As I survey my work, I notice a piece of paper on Veronica’s nightstand. Off to work, it says, in Veronica’s delightfully feminine and loopy handwriting. That was fun. Kinda. Make my bed please. See you at the funeral.

I smile at this note, the kindest words Veronica has ever directed at me. I’ve always thought our aggressive banter masked a genuine affection for each other. But I am wrong about a lot of things. So it’s possible these words, and our making out, came purely from a place of pity.

And why not? I pity me, too. I’ve spent so much of my life trying to be one of those guys who are so chill and cool with everything that happens, able to roll with anything, my death most of all. I’ve prided myself on impressing people with how mature and accepting I am of my situation. (“Wow, you have such a great perspective on it; it’s really amazing.”) After all the hours of death counseling, I’d come to think that, as my death got closer, I would only grow more accepting—more resigned to my fate. But in this moment, with my funeral hours away and Veronica’s note in my hand, I don’t feel very chill or cool about any of it. Emotions mingle with my still-very-much-existent hangover, overloading my body’s circuitry. I throw up on Veronica’s comforter.


“Well, look who decided to come home and spend some time with his family on his last day,” my stepmom says to me seconds after I cross the threshold of our house, as if she’s been perched by the door for hours, a patient eagle waiting to sink its talons into an unsuspecting fish. “It’s already past eleven.”

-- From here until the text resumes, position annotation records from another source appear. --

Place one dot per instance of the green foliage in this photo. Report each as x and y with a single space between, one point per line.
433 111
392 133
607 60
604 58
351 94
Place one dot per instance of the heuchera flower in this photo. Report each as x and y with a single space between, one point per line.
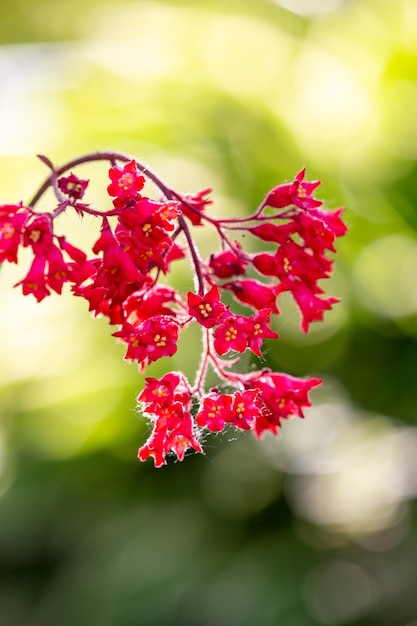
151 340
12 220
207 309
282 396
72 186
228 263
124 277
126 182
298 192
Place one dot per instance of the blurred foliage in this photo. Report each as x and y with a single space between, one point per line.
319 525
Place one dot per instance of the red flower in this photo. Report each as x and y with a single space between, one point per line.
154 338
149 302
72 186
311 306
193 204
232 334
126 182
228 263
247 408
173 432
215 412
163 392
35 280
256 294
12 220
298 192
259 330
206 309
38 234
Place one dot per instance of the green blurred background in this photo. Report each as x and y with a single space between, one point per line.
318 526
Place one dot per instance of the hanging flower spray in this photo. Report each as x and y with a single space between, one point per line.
125 278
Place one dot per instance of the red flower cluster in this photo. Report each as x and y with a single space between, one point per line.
120 278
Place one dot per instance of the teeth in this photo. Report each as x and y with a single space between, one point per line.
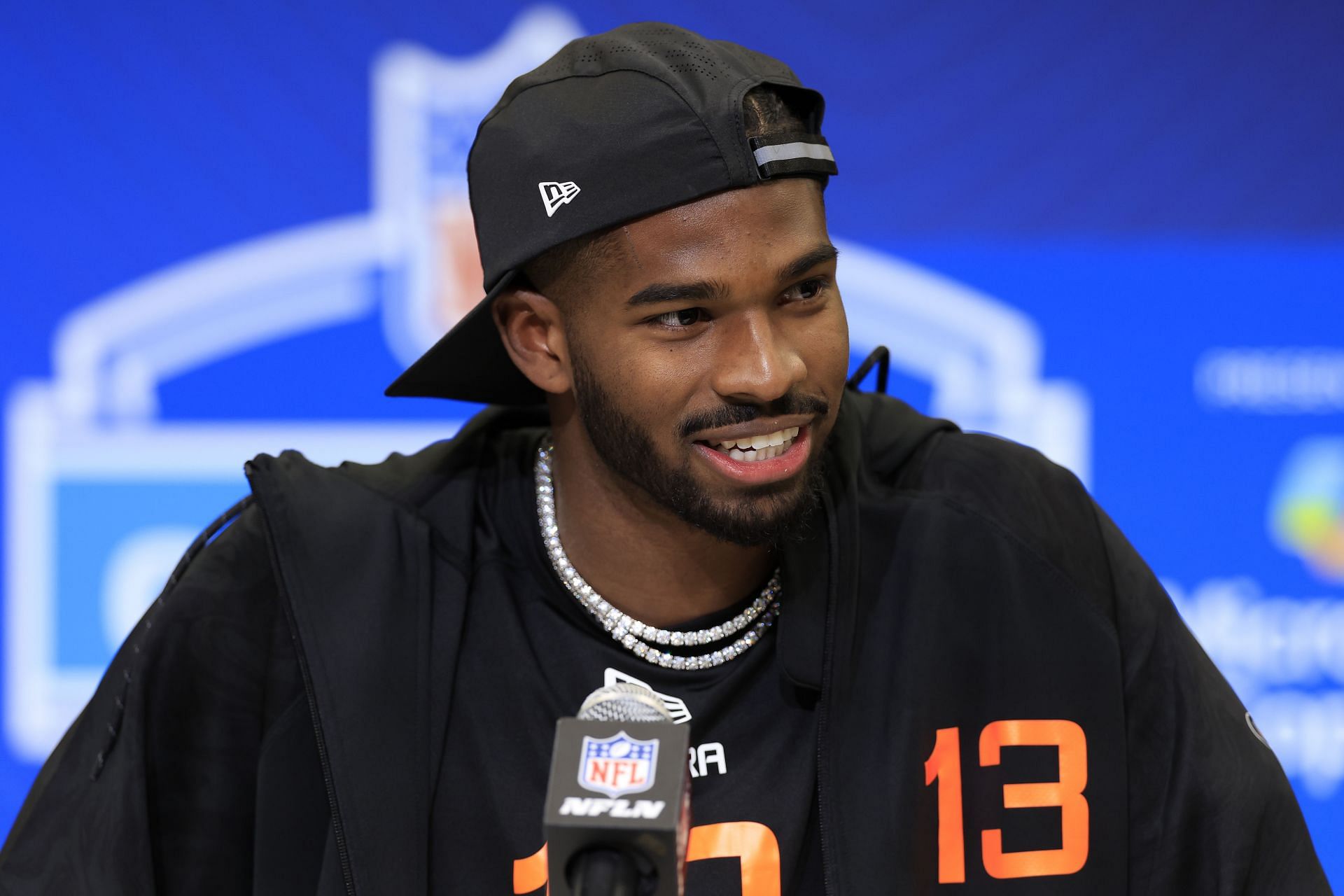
756 454
757 442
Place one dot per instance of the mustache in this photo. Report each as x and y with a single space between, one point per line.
733 414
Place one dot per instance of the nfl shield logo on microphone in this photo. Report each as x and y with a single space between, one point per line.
619 764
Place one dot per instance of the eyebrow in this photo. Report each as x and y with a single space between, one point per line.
708 289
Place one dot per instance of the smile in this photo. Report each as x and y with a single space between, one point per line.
758 448
758 458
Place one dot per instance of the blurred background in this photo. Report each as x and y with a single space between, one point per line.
1110 230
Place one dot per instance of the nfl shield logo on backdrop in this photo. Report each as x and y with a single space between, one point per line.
619 764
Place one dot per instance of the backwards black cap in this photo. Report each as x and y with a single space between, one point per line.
612 128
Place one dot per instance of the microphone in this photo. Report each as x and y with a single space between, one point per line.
619 801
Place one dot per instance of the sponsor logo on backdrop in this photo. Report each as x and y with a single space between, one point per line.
1307 507
1272 381
1285 660
102 493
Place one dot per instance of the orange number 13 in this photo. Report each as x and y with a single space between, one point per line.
944 766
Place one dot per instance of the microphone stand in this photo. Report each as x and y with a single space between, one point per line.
604 872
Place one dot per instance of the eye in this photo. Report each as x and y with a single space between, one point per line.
679 318
806 290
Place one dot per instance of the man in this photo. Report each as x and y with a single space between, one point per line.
910 657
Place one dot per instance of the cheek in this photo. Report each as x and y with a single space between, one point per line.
825 349
654 382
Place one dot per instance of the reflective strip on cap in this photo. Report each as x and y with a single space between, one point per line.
785 152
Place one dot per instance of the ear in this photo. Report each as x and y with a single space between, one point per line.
533 330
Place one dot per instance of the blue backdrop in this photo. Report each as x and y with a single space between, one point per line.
1110 230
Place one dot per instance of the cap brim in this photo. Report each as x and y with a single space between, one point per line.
470 363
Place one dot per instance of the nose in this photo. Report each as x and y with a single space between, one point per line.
755 362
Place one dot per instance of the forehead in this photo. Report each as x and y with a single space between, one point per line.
729 235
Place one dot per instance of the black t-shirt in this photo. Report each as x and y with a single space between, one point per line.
531 654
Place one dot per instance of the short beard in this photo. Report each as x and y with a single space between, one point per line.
765 514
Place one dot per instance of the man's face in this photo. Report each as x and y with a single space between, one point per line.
708 356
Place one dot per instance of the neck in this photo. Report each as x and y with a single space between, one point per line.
635 552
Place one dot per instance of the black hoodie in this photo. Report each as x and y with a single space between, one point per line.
1006 697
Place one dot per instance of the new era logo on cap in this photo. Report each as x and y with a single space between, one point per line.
555 194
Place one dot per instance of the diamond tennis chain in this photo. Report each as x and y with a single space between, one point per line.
638 638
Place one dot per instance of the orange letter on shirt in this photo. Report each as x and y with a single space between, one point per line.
1066 793
752 843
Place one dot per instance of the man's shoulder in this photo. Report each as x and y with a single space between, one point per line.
1003 486
410 481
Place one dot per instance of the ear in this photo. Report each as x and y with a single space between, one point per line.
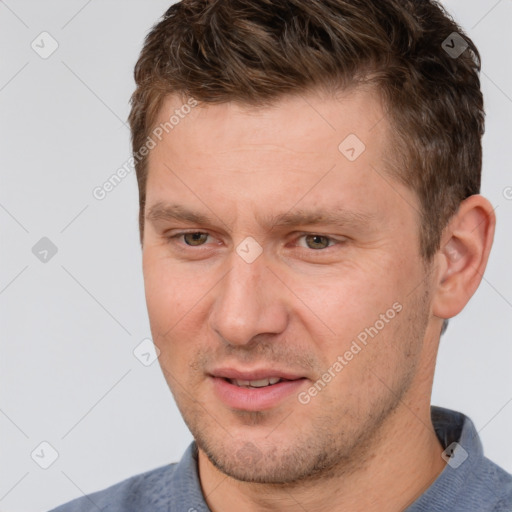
465 246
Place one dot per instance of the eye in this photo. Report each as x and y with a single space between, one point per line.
191 238
317 242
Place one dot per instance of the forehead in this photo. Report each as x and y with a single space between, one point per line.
304 152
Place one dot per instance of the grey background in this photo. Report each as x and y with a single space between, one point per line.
69 325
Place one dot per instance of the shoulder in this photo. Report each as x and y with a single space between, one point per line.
146 489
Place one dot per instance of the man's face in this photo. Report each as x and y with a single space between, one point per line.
251 297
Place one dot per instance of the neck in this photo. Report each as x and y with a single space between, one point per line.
388 474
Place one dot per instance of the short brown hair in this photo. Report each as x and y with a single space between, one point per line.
255 51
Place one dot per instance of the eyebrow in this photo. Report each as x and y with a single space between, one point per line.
298 217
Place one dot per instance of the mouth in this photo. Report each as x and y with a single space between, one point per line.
256 384
257 390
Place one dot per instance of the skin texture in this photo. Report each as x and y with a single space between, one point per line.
365 441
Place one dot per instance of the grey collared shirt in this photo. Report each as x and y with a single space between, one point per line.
469 483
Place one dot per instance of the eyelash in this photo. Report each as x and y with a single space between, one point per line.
185 247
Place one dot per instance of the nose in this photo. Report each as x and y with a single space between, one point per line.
249 301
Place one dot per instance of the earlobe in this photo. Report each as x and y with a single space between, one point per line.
462 258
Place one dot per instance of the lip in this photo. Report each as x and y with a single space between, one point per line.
262 373
254 399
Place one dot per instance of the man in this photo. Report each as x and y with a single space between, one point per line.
310 217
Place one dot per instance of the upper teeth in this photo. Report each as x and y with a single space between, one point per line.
255 383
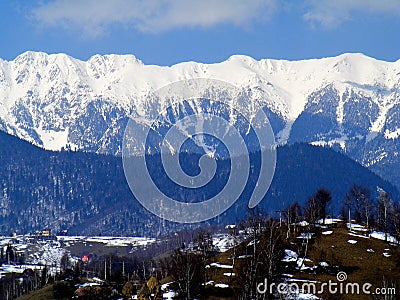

“Hi, Mom,” I say, failing in my efforts to keep out any guilty inflection. “Sorry I ended up staying at Paolo’s last night. I really meant to come back here. But then we . . .” I rifle desperately through my brain-files for any shred of last-night memory I can safely insert into this sentence.

“Oh,” my stepmom interjects, “I talked to Cynthia this morning. I know all about what went on in that house.”

Yipes. Care to fill me in?

“And I understand,” she continues. “Don’t like it, but I understand. Apology accepted, my sweet son.”

“Thanks, Mom. And this isn’t exactly my last day; we’ve got all tomorrow to be together, too, so . . .”

“Yes, but we don’t know how much of tomorrow we have. You could be gone minutes after midnight tonight.”

“Thanks for the reminder.”

“Oh, Denton,” my stepmom says, starting to get a little tearful and bringing me in for a huge hug, which is actually not unwelcome at this moment. “I never wanted this day to come. I love you so much.”

“I know. I love you, too.”

My stepmom sniffs my neck. “You smell like liquor.”


She pulls back to look at me, her hands on my shoulders like they’re a steering wheel. I can tell she wants to lecture me on the dangers of underage drinking but realizes that’s pointless. “You look terrible, Denton.”